If you've ever had the thought that some Southerners are a little bit too obsessed with the Civil War, try visiting rural Western Pennsylvania. It's a beautiful place, but that's just the icing on the cake. If you ask around you'll probably find someone who's still obsessed with the Whiskey Rebellion!
This rebellion occurred just after the end of the American Revolution, and it proved that some Americans were still inclined to rebel- and the new government was already ready to meet any attempted rebellion with force. George Washington himself led the force that dispersed the rebels, after a handful of minor skirmishes and a few fatalities.
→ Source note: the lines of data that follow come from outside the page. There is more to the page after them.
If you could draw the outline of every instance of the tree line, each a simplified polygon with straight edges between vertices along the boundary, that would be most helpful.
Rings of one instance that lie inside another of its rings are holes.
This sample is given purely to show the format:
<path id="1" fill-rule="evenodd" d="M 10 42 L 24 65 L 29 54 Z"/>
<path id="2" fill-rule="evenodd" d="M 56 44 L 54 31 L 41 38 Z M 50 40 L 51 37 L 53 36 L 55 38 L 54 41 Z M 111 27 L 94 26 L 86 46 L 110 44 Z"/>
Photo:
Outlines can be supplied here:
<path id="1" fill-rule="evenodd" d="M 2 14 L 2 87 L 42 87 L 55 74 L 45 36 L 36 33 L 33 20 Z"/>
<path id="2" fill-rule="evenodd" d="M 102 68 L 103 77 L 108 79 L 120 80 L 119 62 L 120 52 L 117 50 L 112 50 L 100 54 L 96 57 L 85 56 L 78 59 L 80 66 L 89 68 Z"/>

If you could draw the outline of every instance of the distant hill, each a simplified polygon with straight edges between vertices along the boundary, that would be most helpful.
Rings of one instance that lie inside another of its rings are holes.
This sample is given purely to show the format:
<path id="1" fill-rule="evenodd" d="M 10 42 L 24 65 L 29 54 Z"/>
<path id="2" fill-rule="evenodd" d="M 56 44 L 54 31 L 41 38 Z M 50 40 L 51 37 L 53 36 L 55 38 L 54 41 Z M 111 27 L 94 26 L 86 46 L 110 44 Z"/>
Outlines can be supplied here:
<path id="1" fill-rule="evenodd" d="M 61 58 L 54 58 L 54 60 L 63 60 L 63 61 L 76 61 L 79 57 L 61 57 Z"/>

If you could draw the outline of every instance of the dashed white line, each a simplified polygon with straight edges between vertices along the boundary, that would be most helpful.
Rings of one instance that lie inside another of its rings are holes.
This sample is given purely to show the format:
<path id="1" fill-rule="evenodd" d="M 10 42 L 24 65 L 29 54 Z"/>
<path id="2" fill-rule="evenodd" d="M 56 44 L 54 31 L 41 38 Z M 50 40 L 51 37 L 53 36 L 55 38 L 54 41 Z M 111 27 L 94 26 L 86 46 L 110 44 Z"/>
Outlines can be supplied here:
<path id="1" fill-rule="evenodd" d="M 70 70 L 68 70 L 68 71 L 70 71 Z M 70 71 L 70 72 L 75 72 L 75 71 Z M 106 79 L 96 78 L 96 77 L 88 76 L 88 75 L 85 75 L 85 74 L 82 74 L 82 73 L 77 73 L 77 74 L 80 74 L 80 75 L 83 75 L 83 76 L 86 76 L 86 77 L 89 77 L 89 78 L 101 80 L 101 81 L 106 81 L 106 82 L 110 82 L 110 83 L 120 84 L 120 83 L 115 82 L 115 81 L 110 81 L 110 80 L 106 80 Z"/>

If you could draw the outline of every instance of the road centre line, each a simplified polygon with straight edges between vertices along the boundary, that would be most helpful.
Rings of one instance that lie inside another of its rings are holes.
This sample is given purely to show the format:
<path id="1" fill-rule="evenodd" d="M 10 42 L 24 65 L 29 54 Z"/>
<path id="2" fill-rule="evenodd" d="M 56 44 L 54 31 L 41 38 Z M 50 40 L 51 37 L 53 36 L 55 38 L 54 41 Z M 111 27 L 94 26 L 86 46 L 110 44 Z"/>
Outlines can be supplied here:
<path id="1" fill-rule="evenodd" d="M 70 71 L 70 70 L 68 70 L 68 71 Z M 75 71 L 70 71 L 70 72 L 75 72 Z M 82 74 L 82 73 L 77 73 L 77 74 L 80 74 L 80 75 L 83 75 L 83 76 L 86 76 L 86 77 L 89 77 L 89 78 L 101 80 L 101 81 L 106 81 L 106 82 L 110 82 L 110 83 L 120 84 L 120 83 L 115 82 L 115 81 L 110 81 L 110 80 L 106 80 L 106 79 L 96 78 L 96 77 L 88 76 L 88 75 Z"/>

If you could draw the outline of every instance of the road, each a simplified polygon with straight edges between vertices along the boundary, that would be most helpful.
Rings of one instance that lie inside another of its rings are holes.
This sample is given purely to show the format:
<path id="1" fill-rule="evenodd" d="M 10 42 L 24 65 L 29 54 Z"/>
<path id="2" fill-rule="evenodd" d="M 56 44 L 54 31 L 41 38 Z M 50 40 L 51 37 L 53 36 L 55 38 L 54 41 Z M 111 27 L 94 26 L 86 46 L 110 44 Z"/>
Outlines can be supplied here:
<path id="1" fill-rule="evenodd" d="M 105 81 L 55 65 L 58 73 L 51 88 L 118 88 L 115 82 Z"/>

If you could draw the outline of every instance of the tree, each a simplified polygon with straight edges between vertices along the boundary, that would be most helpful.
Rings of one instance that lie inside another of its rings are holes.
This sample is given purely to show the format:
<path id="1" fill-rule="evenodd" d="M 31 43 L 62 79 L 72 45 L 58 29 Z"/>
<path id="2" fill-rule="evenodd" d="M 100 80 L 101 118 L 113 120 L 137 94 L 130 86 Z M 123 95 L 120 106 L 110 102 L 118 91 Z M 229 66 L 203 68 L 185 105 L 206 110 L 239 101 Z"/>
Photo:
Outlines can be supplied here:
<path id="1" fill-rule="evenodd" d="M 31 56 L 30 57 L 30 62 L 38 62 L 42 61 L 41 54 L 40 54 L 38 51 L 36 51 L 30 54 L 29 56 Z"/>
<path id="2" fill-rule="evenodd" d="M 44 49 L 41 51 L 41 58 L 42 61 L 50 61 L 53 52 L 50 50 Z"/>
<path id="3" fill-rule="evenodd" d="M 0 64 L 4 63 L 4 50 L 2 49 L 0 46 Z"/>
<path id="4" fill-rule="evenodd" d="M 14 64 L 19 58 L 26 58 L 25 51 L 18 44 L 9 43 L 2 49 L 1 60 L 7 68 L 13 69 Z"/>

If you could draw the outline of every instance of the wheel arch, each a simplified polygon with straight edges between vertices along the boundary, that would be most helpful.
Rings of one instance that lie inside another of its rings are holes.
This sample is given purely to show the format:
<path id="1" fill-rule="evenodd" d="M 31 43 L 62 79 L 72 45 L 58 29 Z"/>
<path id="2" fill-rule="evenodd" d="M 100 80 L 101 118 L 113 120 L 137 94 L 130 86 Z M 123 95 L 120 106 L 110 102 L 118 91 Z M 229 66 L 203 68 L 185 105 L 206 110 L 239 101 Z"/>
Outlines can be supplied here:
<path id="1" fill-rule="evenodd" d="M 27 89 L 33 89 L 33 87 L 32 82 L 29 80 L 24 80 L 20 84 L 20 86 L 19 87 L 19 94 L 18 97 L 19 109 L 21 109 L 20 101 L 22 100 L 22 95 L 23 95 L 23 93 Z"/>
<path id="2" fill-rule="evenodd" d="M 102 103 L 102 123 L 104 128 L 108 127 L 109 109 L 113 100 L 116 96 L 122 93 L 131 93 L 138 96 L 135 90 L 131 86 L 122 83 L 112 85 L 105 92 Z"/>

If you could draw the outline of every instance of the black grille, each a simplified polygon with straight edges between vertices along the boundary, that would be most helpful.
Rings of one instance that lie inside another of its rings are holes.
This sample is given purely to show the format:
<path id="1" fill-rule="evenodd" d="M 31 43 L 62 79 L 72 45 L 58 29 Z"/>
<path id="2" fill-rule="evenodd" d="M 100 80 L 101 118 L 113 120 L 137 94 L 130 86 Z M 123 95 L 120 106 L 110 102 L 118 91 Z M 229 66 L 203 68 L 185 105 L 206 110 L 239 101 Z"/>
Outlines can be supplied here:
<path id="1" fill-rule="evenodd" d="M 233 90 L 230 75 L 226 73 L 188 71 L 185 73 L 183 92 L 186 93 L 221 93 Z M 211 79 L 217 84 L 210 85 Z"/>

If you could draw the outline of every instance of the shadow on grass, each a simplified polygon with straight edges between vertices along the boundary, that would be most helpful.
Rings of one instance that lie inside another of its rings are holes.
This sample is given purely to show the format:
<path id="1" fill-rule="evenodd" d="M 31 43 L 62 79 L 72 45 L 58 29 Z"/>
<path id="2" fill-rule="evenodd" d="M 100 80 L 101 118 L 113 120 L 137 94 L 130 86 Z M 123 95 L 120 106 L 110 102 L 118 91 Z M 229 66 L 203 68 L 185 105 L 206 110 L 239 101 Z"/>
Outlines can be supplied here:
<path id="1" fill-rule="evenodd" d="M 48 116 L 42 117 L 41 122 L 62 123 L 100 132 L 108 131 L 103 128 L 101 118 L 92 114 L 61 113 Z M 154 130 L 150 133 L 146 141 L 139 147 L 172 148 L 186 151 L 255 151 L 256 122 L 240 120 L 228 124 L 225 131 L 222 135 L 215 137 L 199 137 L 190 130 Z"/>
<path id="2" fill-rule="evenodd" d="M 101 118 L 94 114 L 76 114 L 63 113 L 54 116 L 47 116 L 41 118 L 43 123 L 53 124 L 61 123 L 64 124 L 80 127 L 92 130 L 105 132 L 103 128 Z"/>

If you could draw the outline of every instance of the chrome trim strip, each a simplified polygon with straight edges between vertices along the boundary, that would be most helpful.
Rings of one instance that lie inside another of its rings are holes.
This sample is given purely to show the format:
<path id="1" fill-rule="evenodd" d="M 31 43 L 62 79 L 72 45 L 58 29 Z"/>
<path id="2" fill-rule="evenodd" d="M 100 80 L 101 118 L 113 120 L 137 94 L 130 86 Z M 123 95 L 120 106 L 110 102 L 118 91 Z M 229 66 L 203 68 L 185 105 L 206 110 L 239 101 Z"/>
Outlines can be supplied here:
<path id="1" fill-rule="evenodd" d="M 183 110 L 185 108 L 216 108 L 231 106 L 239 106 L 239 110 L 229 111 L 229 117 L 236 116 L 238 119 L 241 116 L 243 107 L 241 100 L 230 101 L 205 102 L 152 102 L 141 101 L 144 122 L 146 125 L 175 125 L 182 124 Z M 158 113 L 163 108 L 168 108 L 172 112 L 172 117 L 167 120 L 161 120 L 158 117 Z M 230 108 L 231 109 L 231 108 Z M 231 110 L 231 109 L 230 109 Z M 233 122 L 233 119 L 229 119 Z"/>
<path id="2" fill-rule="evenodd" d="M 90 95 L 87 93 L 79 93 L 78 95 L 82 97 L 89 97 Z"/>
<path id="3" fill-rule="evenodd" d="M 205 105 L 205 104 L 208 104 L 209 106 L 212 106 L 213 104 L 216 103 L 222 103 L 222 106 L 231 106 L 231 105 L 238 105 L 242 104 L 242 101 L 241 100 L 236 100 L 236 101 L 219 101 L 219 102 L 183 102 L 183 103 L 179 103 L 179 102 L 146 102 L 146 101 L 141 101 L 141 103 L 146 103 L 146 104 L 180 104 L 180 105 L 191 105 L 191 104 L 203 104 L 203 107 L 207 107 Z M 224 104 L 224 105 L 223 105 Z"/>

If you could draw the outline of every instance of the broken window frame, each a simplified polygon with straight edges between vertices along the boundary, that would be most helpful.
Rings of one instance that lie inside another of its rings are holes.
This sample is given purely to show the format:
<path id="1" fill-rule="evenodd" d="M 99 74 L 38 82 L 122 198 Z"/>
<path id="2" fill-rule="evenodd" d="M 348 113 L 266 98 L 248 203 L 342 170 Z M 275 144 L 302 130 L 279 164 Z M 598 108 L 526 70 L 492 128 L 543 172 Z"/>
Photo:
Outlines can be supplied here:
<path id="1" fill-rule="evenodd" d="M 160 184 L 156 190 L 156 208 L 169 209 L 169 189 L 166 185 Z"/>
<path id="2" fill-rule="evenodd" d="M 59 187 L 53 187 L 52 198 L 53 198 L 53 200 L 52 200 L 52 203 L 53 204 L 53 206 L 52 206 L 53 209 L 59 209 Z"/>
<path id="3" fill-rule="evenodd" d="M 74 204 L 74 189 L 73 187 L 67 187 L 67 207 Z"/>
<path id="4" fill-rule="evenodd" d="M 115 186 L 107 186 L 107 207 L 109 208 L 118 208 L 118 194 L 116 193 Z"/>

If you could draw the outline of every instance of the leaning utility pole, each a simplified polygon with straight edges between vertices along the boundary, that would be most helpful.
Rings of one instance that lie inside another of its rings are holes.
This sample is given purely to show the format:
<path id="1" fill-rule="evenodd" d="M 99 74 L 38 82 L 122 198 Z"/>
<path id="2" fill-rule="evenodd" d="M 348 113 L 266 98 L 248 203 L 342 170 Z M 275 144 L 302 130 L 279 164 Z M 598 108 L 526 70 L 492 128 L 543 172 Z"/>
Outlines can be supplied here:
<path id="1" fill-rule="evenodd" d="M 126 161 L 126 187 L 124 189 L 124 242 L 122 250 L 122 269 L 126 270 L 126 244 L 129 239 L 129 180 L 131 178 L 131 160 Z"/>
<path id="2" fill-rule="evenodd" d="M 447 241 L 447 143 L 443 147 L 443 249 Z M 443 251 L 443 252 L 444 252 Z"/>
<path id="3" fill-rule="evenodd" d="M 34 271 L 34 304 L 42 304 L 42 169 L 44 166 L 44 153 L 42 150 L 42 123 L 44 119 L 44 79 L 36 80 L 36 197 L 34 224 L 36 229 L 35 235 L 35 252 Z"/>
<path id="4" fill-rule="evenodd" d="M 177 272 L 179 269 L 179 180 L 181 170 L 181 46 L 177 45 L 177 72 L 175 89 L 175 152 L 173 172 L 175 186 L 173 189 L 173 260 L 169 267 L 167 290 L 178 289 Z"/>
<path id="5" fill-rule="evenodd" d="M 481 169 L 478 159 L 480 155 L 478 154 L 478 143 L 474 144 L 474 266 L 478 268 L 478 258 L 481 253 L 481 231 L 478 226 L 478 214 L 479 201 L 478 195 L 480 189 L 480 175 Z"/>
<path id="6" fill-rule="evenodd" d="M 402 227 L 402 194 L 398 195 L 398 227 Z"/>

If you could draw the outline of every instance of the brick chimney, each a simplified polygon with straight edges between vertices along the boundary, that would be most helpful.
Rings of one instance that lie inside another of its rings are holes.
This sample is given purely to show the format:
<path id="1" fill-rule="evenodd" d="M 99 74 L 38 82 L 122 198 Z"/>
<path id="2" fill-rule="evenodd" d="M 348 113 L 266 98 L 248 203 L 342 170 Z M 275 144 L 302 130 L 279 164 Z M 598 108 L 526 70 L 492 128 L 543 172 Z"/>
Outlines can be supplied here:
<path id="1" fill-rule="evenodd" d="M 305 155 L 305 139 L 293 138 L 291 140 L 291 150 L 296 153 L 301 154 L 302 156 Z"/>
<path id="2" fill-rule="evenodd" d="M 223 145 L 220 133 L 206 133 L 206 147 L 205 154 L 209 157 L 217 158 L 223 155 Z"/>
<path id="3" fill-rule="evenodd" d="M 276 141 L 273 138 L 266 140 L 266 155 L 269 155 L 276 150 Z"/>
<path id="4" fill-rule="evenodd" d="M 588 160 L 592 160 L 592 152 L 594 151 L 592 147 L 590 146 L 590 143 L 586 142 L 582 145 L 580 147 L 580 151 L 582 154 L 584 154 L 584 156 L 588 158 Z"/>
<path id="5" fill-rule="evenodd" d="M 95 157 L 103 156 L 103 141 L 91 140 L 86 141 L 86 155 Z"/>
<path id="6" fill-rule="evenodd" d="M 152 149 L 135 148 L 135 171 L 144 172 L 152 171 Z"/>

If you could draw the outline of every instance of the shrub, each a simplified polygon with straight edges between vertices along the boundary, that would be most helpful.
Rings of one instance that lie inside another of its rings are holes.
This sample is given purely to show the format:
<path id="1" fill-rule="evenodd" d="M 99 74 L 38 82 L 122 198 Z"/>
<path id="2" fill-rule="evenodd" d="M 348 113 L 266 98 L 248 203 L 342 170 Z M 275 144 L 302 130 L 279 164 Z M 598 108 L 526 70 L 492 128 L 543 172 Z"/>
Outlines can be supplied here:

If anyone ever tried to do anything bad to whiskey, I would lead the rebellion myself, but the Whiskey Rebellion was not fought in defense of whiskey as such. It was actually fought in opposition to a whiskey tax which had angered the Pennsylvania corn farmers. If you were a corn farmer in that time period, turning your corn crop into whiskey was a good way to make a profit from it, and the whiskey tax threatened that.
Even though the Whiskey Rebellion was defeated, opposition to paying a tax on whiskey remains strong to this day in some parts of Appalachia. That's the whole reason for moonshining, after all, and for the moonshiners' eternal enmity for the government “revenooer.” On my own visit to Western Pennsylvania, I heard the following conversation over dinner:
“You know, you can legally make the stuff at home now.”
“Yeah, if you wanna get a permit from the FEDERAL GOVERNMENT!!!”
The spirit of the Whiskey Rebellion lives on!